Streaming honors the same chain — Nous.run_stream/3 initializes the stream through the fallback path, so a provider that fails to start the stream triggers failover before any chunk is emitted:

{:ok, stream} = Nous.run_stream(agent, "Write a haiku about BEAM.")
stream |> Stream.each(&IO.inspect/1) |> Stream.run()

Gotchas

  • Tool errors never fall over. If a tool raises, times out, or returns {:error, _}, that is a ToolError/ToolTimeout — the run fails on the current model. A different LLM can't fix your tool.
  • Validation failures never fall over. A ValidationError from structured output is returned immediately. Re-running a different model is unlikely to produce schema-valid output and would just burn tokens.
  • Iteration/usage limits never fall over. MaxIterationsExceeded and UsageLimitExceeded are terminal by design.
  • Cancellation is honored immediately. ExecutionCancelled short-circuits.
  • Config errors are terminal. A ConfigurationError (e.g. a missing API key surfaced as config rather than a provider call) does not trigger fallback.
  • An empty chain is a config error. Passing an empty :fallback is fine (you just get the primary), but an internally empty chain yields a ConfigurationError.
  • Sticky within a run. Once a run falls back, it stays on the fallback model for the remaining iterations of that run; it does not re-probe the primary mid-run.
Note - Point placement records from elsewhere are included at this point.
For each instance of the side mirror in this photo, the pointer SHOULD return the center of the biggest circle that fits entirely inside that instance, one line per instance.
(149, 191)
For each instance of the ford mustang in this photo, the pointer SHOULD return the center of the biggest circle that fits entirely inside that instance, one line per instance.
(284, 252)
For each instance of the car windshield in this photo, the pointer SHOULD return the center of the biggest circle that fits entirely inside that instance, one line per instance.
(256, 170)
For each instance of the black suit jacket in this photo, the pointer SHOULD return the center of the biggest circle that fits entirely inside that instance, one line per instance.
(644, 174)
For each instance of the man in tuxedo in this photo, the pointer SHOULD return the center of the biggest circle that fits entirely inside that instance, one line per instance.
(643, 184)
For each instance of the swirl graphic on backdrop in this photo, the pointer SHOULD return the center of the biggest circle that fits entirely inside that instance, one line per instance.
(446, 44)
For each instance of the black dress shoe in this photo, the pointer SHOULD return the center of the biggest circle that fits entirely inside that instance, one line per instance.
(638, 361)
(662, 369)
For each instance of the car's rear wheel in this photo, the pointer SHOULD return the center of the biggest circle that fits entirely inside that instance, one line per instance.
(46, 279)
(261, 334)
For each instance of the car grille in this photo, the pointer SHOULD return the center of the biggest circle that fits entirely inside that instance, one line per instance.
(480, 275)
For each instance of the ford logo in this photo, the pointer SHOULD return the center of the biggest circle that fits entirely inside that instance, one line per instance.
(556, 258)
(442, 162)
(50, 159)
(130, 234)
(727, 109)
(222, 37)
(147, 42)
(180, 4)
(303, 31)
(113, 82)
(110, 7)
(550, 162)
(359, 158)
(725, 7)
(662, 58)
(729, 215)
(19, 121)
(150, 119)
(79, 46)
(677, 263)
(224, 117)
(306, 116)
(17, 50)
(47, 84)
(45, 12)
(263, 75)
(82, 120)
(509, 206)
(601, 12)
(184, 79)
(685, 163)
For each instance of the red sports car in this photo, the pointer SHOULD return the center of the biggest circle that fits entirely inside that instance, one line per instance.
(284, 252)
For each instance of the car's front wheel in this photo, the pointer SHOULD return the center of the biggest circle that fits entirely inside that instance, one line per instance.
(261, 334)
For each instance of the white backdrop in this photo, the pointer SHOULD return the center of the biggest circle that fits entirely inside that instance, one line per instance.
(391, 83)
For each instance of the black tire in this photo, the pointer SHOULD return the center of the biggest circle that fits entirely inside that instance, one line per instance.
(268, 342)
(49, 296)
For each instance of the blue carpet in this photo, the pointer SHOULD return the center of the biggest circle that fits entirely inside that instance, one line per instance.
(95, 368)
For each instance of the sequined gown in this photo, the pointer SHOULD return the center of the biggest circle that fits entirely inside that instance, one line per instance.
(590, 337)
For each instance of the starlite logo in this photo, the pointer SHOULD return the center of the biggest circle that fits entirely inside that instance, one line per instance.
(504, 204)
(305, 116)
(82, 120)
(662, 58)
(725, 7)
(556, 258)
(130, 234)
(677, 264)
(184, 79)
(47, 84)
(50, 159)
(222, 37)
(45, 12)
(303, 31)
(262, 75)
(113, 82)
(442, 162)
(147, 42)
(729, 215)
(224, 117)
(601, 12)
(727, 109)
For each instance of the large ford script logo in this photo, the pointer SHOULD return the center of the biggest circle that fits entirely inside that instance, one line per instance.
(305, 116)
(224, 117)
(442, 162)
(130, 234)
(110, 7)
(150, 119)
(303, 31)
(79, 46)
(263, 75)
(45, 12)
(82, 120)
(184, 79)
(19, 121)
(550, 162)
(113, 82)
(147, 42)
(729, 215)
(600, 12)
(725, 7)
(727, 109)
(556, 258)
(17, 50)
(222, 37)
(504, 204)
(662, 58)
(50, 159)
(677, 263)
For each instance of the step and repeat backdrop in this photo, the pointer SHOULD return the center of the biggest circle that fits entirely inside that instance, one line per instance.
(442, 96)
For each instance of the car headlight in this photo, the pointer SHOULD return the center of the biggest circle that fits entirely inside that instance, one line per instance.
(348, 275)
Comparison: Manual Failover

Before built-in chains, you would hand-roll failover, as in examples/advanced/error_handling.exs. That example loops over a list of provider configs and calls Nous.run/2 on each in turn:

defp attempt_providers(message, [%{model: model} = config | rest], attempt) do
  agent = Nous.new(model, build_opts(config))

  case Nous.run(agent, message) do
    {:ok, result} -> {:ok, result, model}
    {:error, _reason} when rest != [] -> attempt_providers(message, rest, attempt + 1)
    {:error, _reason} -> {:error, :all_providers_failed}
  end
end

The manual approach is useful when you need bespoke per-provider options (distinct API keys, instructions, base URLs) or want to retry on errors that the built-in path treats as terminal. But it has tradeoffs the :fallback option solves:

AspectManual loop:fallback chain
Error filteringFalls over on any {:error, _}, including tool/validation errorsOnly ProviderError/ModelError
TelemetryYou instrument it yourselfBuilt-in activated + used events
Sticky within a runNo — re-runs the whole agentYes — promoted model reused across iterations
StreamingManualStream init goes through the chain

Prefer :fallback for resilience against provider outages; reach for a manual loop only when you need failover semantics the built-in path intentionally excludes.